[Linux-ha-dev] Re: Error in serial code of heartbeat?
Fri, 21 Apr 2000 08:55:39 -0600
Holger Kiehl wrote:
> There seems to be a bug in heartbeat serial code. I have been using
> heartbeat for a very long time and have had no problems. But since I moved
> the machine and put a higher constant load on it, I am getting
> the following errors every hour:
> TTY write timeout on [/dev/ttyS1] (no connection?)
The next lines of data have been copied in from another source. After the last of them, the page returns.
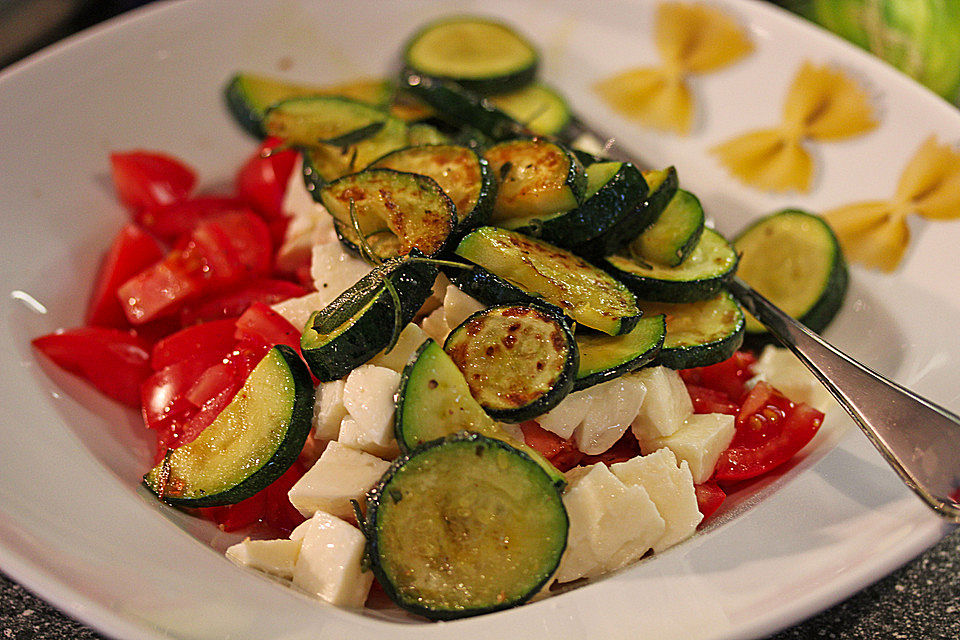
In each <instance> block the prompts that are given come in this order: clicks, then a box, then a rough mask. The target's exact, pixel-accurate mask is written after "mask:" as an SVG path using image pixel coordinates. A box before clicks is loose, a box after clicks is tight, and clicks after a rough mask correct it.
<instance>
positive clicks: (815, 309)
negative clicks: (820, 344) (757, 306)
mask: <svg viewBox="0 0 960 640" xmlns="http://www.w3.org/2000/svg"><path fill="white" fill-rule="evenodd" d="M734 246H735V247H736V250H737V251H738V252H740V253H741V254H742V255H741V258H740V268H739V270H738V272H739V276H740V278H741V279H742V280H743V281H744V282H746V283H747V284H749V285H750V286H751V287H753V288H754V289H756V290H757V291H759V292H760V293H761V294H762V295H763V296H765V297H766V298H768V299H769V300H770V301H771V302H773V303H774V304H775V305H777V306H778V307H780V308H781V309H783V310H784V311H786V312H787V313H788V314H790V315H791V316H793V317H794V318H796V319H797V320H799V321H800V322H802V323H803V324H805V325H807V327H809V328H810V329H811V330H812V331H823V330H824V329H825V328H826V327H827V325H828V324H830V321H831V320H833V318H834V317H835V316H836V315H837V312H838V311H839V310H840V307H841V306H843V299H844V297H845V296H846V293H847V281H848V276H847V265H846V261H845V260H844V258H843V252H842V251H841V249H840V244H839V242H837V237H836V236H835V235H834V233H833V230H832V229H830V227H829V225H827V223H826V222H825V221H824V220H823V219H822V218H820V217H819V216H815V215H813V214H811V213H807V212H805V211H799V210H797V209H785V210H783V211H779V212H777V213H774V214H771V215H769V216H766V217H764V218H762V219H760V220H758V221H757V222H755V223H753V224H752V225H751V226H750V227H748V228H747V229H745V230H744V231H743V232H741V233H740V235H739V236H738V237H737V239H736V240H734ZM747 332H749V333H751V334H758V333H765V332H766V329H765V328H764V327H763V325H761V324H760V323H759V322H758V321H757V320H756V319H755V318H754V317H753V316H750V315H749V314H748V316H747Z"/></svg>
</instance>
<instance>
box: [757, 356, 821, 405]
mask: <svg viewBox="0 0 960 640" xmlns="http://www.w3.org/2000/svg"><path fill="white" fill-rule="evenodd" d="M754 369H755V370H756V372H757V375H756V376H755V377H754V379H753V380H752V382H755V381H756V380H766V381H767V382H769V383H770V385H771V386H773V387H774V388H775V389H777V390H778V391H780V392H781V393H782V394H783V395H785V396H787V397H788V398H790V399H791V400H793V401H794V402H805V403H807V404H808V405H810V406H811V407H815V408H817V409H819V410H820V411H827V410H828V409H829V408H830V406H831V405H832V404H833V403H834V400H833V396H831V395H830V392H829V391H827V390H826V388H824V386H823V385H822V384H820V381H819V380H817V378H816V377H815V376H814V375H813V374H812V373H810V370H809V369H807V368H806V367H805V366H804V365H803V363H802V362H800V360H799V359H798V358H797V357H796V356H795V355H793V353H791V352H790V350H789V349H783V348H781V347H776V346H774V345H767V346H766V347H764V349H763V352H761V354H760V358H758V359H757V364H756V365H754Z"/></svg>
> At first I was running version 0.4.6c when these errors popped up. I
> rebooted both nodes several times, but this did not help. The error
> always popped up again. I then tried to do an strace on the heartbeat
> doing the serial stuff and could see that it always reads every two
> seconds from the serial fd, although the serial buffer was full with
> data! I could verify this by simply disconnecting the serial connection
> and the heartbeat process was still reading data from the serial
> port for about 5 - 10 minutes before the buffer was empty! Connecting
> it again, this time with a serial analyser between the two, one
> could see the buffer fill up until it was full again and the RTS
> signal dropped.
> It seems that heartbeat is reading just one record every two seconds
> and does not read everything from the buffer. So if the process
> writing to the port writes faster, it will always fill the
> buffer and heartbeat will NOT detect if the other node has
> crashed for 5 - 10 minutes until the buffer is empty.
> Two days ago I decided to upgrade to 0.4.7 and everything seemed to
> be running. However looking at the log files this morning I see that
> the same messages appear in my log files on both nodes.
> As I said this all started to happen when I moved the nodes from one
> room to another one and have more procceses running on it causing a
> higher load on the active node:
> 9:06am up 1 day, 22:19, 5 users, load average: 0.87, 0.61, 0.44
> There are about 195 processes now running on the active node. Before
> I moved load average was always around zero.
What OS are you running this with? What was the version of heartbeat
that you were using before that worked fine?
-- Alan Robertson